For portfolio manager Grant White, who is also lead partner at White Hewson Wealth Advisory Group, August represents a good chance to assess business practices. He believes the summer can offer opportunity when the market slows so he keeps his foot on the gas but recognizes this is also an ideal time for evaluation.

He said: “Most advisors work in their business but never on it. So I take any opportunity I can to work on my business and evaluate what we’re doing and, if we want to make changes, it’s a really good time to do it.”

He added: “The markets certainly slow down. You can see that in the volumes so that can create opportunities as well but for me, I know a lot of advisors start getting sleepy in June and July but I still go pretty hard because our clients are still around.

“But June and July I try to go as hard as I can. August it slows right down and is a really good time to evaluate our business practices, our service offering, to make sure we are up-to-date on things and really ratchet it up to make sure we are ready to go when clients are ready after the September long weekend.”

On the trading side, Alfred Lee, director, portfolio manager and investment strategist at BMO GAM –Canada, said that while there is little evidence to back up the “Sell in May and Go Away” strategy, now is not the time to get reckless in the markets.

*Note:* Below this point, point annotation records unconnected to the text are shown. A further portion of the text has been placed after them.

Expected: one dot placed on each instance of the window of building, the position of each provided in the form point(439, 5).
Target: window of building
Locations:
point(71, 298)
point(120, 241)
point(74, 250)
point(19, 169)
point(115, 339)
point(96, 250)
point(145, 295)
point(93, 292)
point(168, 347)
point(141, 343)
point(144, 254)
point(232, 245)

He said: “Investors should note that the current cycle is becoming rather extended. The current economic expansion of 73 months well exceeds the average business cycle expansion, since 1945, of 58.4 months.

“Since the equity markets bottomed out in early March of 2009, the TSX and SPX have gained 177.8% and 388%, on a total return basis, in local returns.

“It can be argued that this economic expansion should have a longer cycle, given the depth of the trough. Furthermore, data still suggests the economic backdrop remains expansionary, particularly in the US.

“While we are not implying that the longer cyclical rally in equities and risk assets is coming to an end, we wanted investors to remember to keep risk in check, as investors commonly throw caution into the wind during the later stages of a market cycle. Investors should instead be looking to safeguard portfolios by slowly increasing their exposure to assets that provide downside protection.”